Julia sintió una punzada de desilusión. Claro que quería que la llamase «madre», ¿acaso no había ido hasta allí desde Inglaterra con ese propósito? Quería que la llamase «madre», «mamá», «mami», pero por el tono de Susan supo de inmediato que ninguno de esos términos le parecería aceptable. Igual que antes, había sido muy correcta, pero detrás del tributo a su aspecto, Julia adivinó un encogimiento, una vergüenza, que a su carácter cariñoso le costaba entender.
En lugar de contestar directamente, le dijo con cierta melancolía:
—No te imaginas cuánto me alegró recibir tu carta. Sé que nunca he sido para ti lo que debía… Y fue por mi culpa. Me hace muy feliz que aun así acudieras a mí. Entiendo que no soy como…
En ese momento se interrumpió: el bochorno de su hija era ahora evidente. Susan se había levantado y miraba por la ventana sin pestañear.

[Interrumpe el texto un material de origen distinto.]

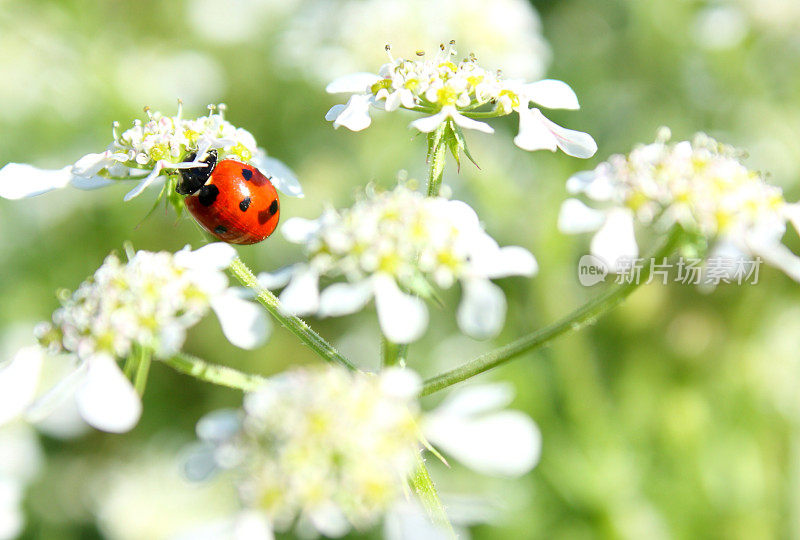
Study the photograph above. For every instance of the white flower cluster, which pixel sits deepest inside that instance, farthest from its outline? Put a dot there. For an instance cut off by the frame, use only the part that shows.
(394, 243)
(700, 185)
(146, 304)
(149, 301)
(149, 150)
(325, 446)
(324, 449)
(458, 92)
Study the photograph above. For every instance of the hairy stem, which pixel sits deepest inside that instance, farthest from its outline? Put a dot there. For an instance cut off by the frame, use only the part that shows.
(574, 321)
(214, 374)
(436, 157)
(295, 325)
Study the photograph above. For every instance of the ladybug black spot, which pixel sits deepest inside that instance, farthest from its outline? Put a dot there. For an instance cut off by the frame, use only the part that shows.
(208, 194)
(193, 179)
(245, 204)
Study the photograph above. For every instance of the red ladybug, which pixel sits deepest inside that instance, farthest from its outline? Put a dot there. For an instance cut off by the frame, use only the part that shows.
(231, 200)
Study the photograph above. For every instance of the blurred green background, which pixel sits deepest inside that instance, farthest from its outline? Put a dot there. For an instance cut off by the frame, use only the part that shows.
(674, 417)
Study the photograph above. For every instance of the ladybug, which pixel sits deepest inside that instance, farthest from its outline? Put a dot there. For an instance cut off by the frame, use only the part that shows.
(233, 201)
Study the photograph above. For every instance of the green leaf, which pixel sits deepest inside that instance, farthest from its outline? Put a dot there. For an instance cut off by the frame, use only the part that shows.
(423, 486)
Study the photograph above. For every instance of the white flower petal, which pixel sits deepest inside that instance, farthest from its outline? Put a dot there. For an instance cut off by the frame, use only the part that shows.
(106, 399)
(301, 296)
(575, 217)
(149, 179)
(244, 323)
(276, 280)
(300, 230)
(403, 318)
(533, 135)
(215, 256)
(279, 174)
(352, 84)
(470, 400)
(355, 114)
(20, 180)
(429, 123)
(19, 380)
(482, 310)
(344, 298)
(552, 94)
(469, 123)
(615, 242)
(506, 443)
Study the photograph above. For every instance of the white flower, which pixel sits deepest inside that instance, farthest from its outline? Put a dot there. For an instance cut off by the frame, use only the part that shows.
(142, 306)
(701, 186)
(148, 151)
(327, 449)
(507, 32)
(395, 246)
(457, 93)
(20, 460)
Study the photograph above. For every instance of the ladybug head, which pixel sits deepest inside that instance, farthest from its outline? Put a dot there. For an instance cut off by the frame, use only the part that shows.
(193, 179)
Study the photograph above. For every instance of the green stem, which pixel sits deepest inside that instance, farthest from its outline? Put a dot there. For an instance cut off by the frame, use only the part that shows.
(574, 321)
(436, 156)
(142, 370)
(294, 324)
(392, 353)
(214, 374)
(426, 491)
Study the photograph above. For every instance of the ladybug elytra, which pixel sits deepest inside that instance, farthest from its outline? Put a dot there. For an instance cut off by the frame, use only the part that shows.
(233, 201)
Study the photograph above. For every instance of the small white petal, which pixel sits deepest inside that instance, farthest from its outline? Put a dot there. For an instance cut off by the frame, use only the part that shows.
(575, 217)
(344, 298)
(513, 261)
(615, 242)
(506, 443)
(403, 318)
(106, 399)
(301, 296)
(19, 380)
(352, 84)
(149, 179)
(92, 182)
(552, 94)
(300, 230)
(429, 123)
(466, 401)
(244, 323)
(20, 180)
(482, 310)
(355, 114)
(214, 256)
(279, 174)
(779, 256)
(533, 135)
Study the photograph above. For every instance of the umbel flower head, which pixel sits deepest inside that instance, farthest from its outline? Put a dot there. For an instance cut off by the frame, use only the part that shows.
(142, 307)
(324, 449)
(157, 148)
(700, 185)
(455, 95)
(395, 245)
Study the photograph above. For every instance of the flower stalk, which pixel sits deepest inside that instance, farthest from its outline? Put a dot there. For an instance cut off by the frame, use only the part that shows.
(214, 374)
(582, 316)
(294, 324)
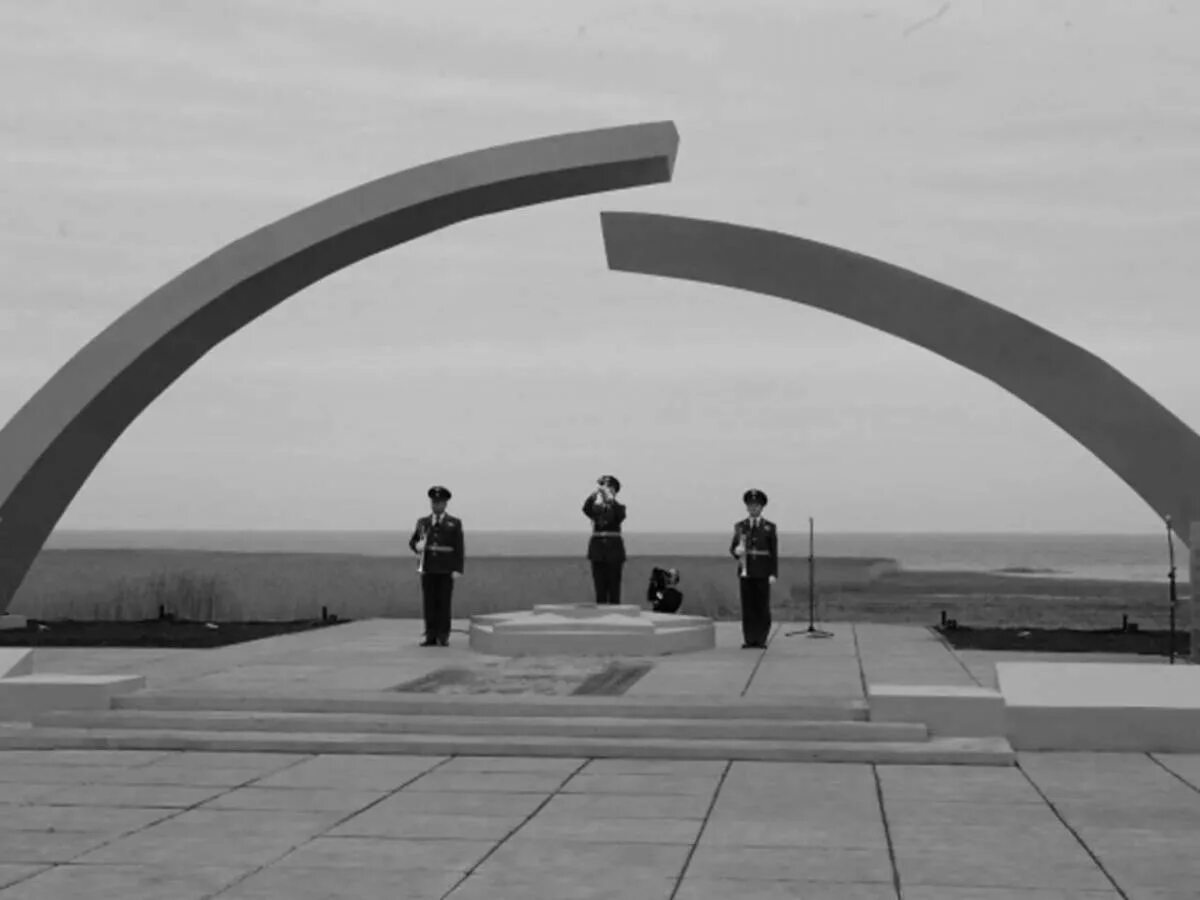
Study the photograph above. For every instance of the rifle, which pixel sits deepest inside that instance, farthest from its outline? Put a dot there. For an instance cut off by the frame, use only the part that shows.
(425, 549)
(745, 551)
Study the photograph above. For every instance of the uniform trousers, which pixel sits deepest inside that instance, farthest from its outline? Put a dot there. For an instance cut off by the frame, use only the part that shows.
(606, 579)
(755, 610)
(436, 592)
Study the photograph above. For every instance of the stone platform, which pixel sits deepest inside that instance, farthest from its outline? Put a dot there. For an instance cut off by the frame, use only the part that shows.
(1102, 706)
(588, 629)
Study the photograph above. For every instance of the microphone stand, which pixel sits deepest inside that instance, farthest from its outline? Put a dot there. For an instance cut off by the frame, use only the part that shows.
(811, 630)
(1170, 579)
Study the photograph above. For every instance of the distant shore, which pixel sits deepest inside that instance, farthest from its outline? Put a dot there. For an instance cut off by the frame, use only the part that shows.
(245, 587)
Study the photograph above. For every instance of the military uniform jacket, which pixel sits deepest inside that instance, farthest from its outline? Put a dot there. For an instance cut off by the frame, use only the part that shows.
(762, 547)
(443, 544)
(606, 544)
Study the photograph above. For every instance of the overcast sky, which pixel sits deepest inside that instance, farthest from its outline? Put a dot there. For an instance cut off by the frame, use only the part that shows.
(1039, 154)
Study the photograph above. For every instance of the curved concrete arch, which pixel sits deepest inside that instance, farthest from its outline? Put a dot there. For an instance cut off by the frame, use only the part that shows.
(53, 443)
(1131, 432)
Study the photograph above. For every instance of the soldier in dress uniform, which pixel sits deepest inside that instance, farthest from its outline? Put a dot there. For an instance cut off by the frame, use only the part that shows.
(438, 541)
(756, 547)
(606, 547)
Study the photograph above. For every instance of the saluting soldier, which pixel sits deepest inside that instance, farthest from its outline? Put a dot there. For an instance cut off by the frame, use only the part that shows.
(606, 547)
(438, 543)
(756, 547)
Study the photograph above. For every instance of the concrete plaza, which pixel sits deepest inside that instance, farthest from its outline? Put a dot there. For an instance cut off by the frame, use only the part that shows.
(187, 825)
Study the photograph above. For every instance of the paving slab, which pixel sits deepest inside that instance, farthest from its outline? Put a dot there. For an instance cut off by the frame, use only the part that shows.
(354, 772)
(183, 777)
(935, 892)
(957, 784)
(293, 882)
(551, 886)
(1183, 766)
(114, 821)
(227, 821)
(654, 767)
(442, 856)
(817, 831)
(108, 795)
(258, 762)
(990, 865)
(30, 847)
(163, 845)
(454, 803)
(821, 864)
(25, 792)
(13, 873)
(544, 765)
(957, 815)
(324, 799)
(623, 805)
(489, 781)
(60, 774)
(94, 757)
(528, 857)
(389, 822)
(129, 882)
(612, 831)
(642, 784)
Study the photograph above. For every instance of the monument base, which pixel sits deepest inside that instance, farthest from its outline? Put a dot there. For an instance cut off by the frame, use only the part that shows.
(589, 629)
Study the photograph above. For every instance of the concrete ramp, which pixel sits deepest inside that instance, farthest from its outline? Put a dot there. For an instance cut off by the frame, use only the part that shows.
(16, 661)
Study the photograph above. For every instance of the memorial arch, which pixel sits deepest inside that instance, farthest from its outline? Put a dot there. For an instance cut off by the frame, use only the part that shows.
(55, 441)
(1131, 432)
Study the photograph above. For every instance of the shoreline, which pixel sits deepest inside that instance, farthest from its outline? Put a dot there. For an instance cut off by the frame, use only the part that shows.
(235, 586)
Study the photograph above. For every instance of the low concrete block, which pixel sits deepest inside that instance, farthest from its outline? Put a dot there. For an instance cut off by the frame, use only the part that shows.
(587, 629)
(1102, 706)
(23, 697)
(948, 711)
(16, 661)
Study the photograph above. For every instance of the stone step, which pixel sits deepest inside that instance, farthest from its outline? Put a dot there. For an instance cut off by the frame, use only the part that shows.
(939, 751)
(493, 705)
(486, 725)
(24, 696)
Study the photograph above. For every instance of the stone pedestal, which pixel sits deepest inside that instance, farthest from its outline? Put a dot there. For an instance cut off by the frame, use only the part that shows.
(588, 629)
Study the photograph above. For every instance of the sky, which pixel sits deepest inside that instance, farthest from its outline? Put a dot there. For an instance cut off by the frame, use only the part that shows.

—Creo que hiciste muy bien —repuso esta apresurada—. Querías vivir tu propia vida y lo hiciste. No soporto a la gente que se sacrifica a las ideas de los demás. Si quieres saberlo, siempre te he admirado.
—¿Has…? ¿Has sido feliz con ellos? —le preguntó Julia angustiada.
—Muy feliz. La abuela es un encanto, como lo era el abuelo. Y estoy segura de que yo los he hecho felices a ellos. De algún modo, he sido un consuelo por la pérdida de mi padre. —Entonces se dio la vuelta y la miró expectante—. Me gustaría que me hablases de él.
El momento había llegado, ese momento de intimidad, de la larga charla madre-hija que Julia tanto anhelaba. Y sin embargo, en lugar de sentir el corazón dando saltos de alegría, se le cayó el alma a los pies. A la hora de la verdad —cuando la imagen de Sylvester Packett debería haber vuelto íntegra y nítida a su pensamiento—, descubrió que apenas recordaba nada de él.